Horny Goat Brewing's Brownie Flavored Porter

  • Style: Porter (supposedly.  I have my doubts)
  • ABV: 5.6%
  • Season: Fall/Winter
  • Ease to locate: Midwest distribution mainly.  Their website only lists places in WI and one MN store, but since I purchased this in Chicago, I  assume it's an incomplete list.  Imagine that.
  • Color: Light brown/amber
  • Head: Decent 1 & 1/2 finger foam with virtually no lacing
  • Aroma: Cinnamon and brown sugar.  No chocolate, coffee or dark fruit scents at all
  • Mouthfeel: Light to medium.  It reminded me of a glass of flat cream soda.
  • Finish: Medium with an artificial sugar note lingering on the end
  • Food friendly: Well, I did have to eat a cookie to get the taste of the beer out of my mouth.... 

 Nobody sets out to make a bad beer.  What would be the purpose in that?  Just like no producer has ever purposely tried to make a horrible movie.  Yes, directors such as Ed Wood, Roger Corman and Michael Bay have made films that could give you pause as to whether anyone actually informed them that the camera was rolling for most of the footage.  But even these people (well, OK, you could make a case against Bay on this one) created their movies from the heart.  When a brewery creates a recipe for a new beer, of course they hope that it will be tasty.  Of course they hope that people will love it.  Of course the reaction they are hoping for is a resounding "MORE BEER" from the thirst quenched masses.  I'd also like to be 5'9 and never have to do a sit up again in my life.  Things don't always work out the way we wish.

Oddest looking brownie I've ever seen

Horny Goat Brewing is a brewery/brewpub in Milwaukee, Wisconsin.  They make an array of beers, some that sound less appetizing than others (watermelon wheat beer, anyone?  Really?  No takers?)  During the winter months, I'm  a stout & porter sort of girl.  And, truth be told, I'm pretty much an all season brownie  sort of girl.  So a brownie porter sounded like a match made in heaven.  My boss loves this brewery and on his recommendation, I picked up a bottle of their brew to review (and to get him to stop saying "horny goat" to me.  It was getting uncomfortable.)    

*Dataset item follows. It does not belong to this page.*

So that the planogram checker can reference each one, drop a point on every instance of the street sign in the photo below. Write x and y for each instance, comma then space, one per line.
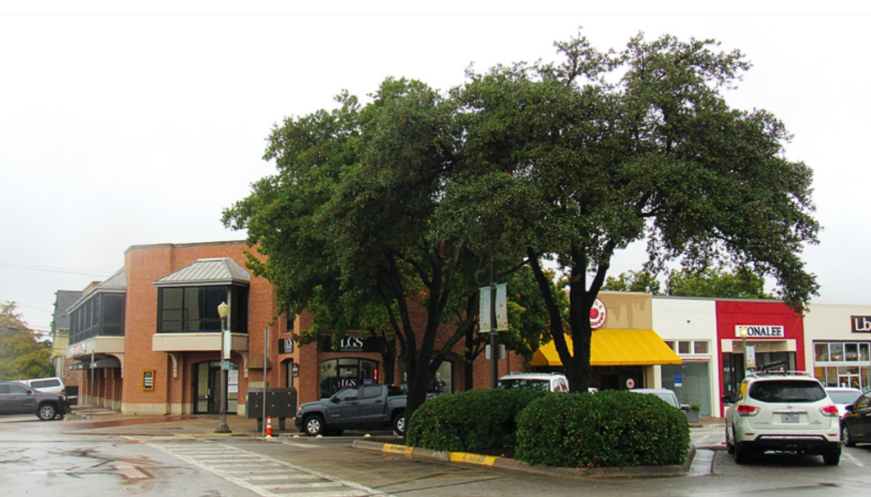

Nice lacing.  But I guess even Hitler had his good points


My Brownie Porter poured a light brown with red tints.  It looked pretty enough, but nothing like I'm used to for a beer labeled a porter.  Honestly?  It reminded me of a brown ale in appearance.  A white one and a half finger head foamed and quickly fell to a shallow film covering the surface of the beer.  I was surprised that the head was so snow white, since in my experience, most heads found on porters are off white to a robust dark tan.  The lacing was impressive with large chucks of foam clinging to the glass.   In fact, it was the wonderful lacing that gave me some hope.  I mean, a beer that has decent lacing might turn out alright in the long run, right?  And Damien was just a misunderstood kid with an unusual birthmark.  

This was a good Omen. 

The heady scent of the "porter" (and yes, I'm going to use quotation marks when calling this beer a porter from now on.  Feel free to imagine my eyes rolling as well) was unlike any sort of porter I've ever tried.  The heaviest note was that of cinnamon, but not in a snooker doodle cookie or lovey warm pastry shop sort of way.  More like sticking your face in a bowl of cinnamon spice and snorting it sort of way.  Almost as heavy was the aroma of brown sugar.  To say that these two scents were overloaded was an understatement.  I placed the pint glass on a table to snap a photo of the head and I could smell the spice and sugar without even lowering my  head.  There was no chocolate or coffee scents that I usually associate with most porters.  Let's just say that my expectations weren't sky high when I actually took a sip of the beer.  It pretty much tasted just as it smelled.  An abundance of cinnamon and brown sugar.  I detected a bit of roasted malts thankfully, but it did little to improve the odd dominant  flavors.  There was an unpleasant undernote that tasted artificial, like a bad diet cookie (and that's saying something because I don't personally think that there are any good diet cookies out there.)  The mouthfeel was thin to medium with no carbonation at all.  For all intensive purposes, it reminded me of a flat, off brand diet pop (click here if you aren't from the midwest .)  The finish was mercifully short, with the artificial belch flavor  lingering ever so slightly.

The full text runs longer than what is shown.